I got a little couchy-bed easy converter thing that fits underneath, and find that it's easy enough and worthwhile to pop the back up during the day. It's little, but MUCH better than actually sleeping on the loft bed, since the ceiling turned out to be way too low for such a thing. Really, I would have managed ok, but the problem was that I couldn't imagine inviting anyone else into such a ridiculously creaky/head-bumpy situation, and what's the point of a bed if I can't even imagine others in it? Especially since imagination is all I've got for the moment...
oh, heh. About that warning coming into the blog. Kind of hilarious. But I figured the last one was edging closer to talking directly about sex the longer it went on, and since that's the area of my self/life that seems to be changing the most these days, I might want to just come out and talk dirty sometimes. So, let that, and then this, be your warning, those of you who might not know this about me already: I enjoy a bit of raunch, and when I'm not getting laid regularly (like, say, now) it starts to seep out in other ways, like maybe onto teh internets.
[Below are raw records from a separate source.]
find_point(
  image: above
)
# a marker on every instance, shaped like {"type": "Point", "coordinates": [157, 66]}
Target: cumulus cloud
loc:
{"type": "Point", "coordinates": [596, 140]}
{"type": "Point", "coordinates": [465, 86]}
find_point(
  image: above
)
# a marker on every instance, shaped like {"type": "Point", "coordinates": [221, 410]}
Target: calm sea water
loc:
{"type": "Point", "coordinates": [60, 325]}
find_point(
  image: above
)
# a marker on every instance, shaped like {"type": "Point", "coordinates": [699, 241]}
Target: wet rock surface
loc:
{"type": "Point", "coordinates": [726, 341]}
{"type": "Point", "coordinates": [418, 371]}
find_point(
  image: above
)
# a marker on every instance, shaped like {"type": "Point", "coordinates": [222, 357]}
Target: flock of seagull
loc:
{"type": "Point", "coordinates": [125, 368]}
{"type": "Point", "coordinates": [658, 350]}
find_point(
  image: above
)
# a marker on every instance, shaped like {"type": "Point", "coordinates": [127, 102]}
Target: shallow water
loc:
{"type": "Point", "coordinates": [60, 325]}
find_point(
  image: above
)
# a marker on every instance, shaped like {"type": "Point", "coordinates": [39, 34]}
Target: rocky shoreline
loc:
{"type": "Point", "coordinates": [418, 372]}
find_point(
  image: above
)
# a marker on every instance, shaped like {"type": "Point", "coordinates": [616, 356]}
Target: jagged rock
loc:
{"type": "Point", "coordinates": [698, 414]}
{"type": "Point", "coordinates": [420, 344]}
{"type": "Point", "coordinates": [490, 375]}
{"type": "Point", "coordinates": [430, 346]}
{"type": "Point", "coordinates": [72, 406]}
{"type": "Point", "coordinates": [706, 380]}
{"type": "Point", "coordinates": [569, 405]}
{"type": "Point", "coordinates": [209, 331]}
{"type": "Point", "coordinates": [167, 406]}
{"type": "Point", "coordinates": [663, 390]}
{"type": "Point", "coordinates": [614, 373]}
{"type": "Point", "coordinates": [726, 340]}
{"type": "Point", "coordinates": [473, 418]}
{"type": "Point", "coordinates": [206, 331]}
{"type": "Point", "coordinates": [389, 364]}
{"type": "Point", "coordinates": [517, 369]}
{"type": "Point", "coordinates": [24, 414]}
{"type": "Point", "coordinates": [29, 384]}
It's wierd, because I imagine the primary readers of this blog will be the same chosen few as the last, but the transition of blog to go with home-place provides an opportunity for redefinition. Plus I'll probably pick up a few kids along the way, although I know at least one of them claims to never read blogs (hey friend, don't you owe me a phone call?).
Still, it's funny that I now have a breadcrumb trail of internet-expressions following behind me, after I resisted for so long, claiming to be too private a person. I suppose a couple of years of relative social isolation will do that to a girl.
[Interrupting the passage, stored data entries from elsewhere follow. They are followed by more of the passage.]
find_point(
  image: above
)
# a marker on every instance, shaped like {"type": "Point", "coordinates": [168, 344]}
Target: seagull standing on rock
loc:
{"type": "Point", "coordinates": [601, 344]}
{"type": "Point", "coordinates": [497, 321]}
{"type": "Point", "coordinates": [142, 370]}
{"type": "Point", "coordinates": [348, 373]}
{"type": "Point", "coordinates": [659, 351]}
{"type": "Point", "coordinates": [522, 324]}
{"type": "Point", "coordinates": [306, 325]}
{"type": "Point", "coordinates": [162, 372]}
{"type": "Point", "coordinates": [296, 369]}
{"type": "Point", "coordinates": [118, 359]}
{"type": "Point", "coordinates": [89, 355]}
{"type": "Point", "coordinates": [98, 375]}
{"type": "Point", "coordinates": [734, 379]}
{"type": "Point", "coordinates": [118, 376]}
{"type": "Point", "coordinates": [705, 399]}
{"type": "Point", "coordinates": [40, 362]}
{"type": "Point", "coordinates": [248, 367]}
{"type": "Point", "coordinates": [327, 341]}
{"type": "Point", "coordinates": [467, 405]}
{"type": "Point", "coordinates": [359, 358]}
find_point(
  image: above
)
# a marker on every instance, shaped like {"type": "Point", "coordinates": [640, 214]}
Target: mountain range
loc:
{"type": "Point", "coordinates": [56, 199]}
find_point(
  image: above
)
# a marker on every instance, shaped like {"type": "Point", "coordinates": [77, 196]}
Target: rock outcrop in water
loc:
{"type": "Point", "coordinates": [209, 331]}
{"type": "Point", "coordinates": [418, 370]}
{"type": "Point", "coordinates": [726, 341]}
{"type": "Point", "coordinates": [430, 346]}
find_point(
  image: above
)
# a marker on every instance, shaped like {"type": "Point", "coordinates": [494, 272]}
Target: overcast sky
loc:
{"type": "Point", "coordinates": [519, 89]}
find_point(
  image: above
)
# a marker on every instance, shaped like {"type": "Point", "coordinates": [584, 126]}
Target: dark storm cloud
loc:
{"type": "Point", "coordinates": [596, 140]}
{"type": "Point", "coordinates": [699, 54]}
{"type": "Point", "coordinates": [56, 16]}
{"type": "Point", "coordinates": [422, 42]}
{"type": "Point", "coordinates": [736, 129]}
Hence the title of this post - taken from an article in this week's nyt magazine, a steady friend if ever I have known one. Ambient awareness - the constant low-level input of friends' and acquaintances' lives via technology. I am all over the internet, and for a while now a serious majority of my social life has been conducted over little wires, or actually now that I think of it, wirelessly. What does that do to the quality of my social connections? Yes, I am spread more thin, to call most of my facebook connections "friends" is really a stretch, but then the constant facebook updating and tumblr pictures and g-chat status and other blogs, it makes me feel so much closer and more connected to the people I really love.
But then in other ways, it means that I rarely take the time to reach out and talk to them. There are a couple exceptions to this rule, of course, but mostly I find that the people I take the time to write to and call are those who are more absent from the internet. Peyton isn't on facebook, and she's the first person (ok, outside of des) that I called here.
Soon enough, if life follows my master plan, I will have real living flesh and blood type friends here, and my reliance on the internet (as well as my self-consciousness about it) will fade back to pre-leaving-portland levels. But then if that's the plan, why the hell am I starting a new blog?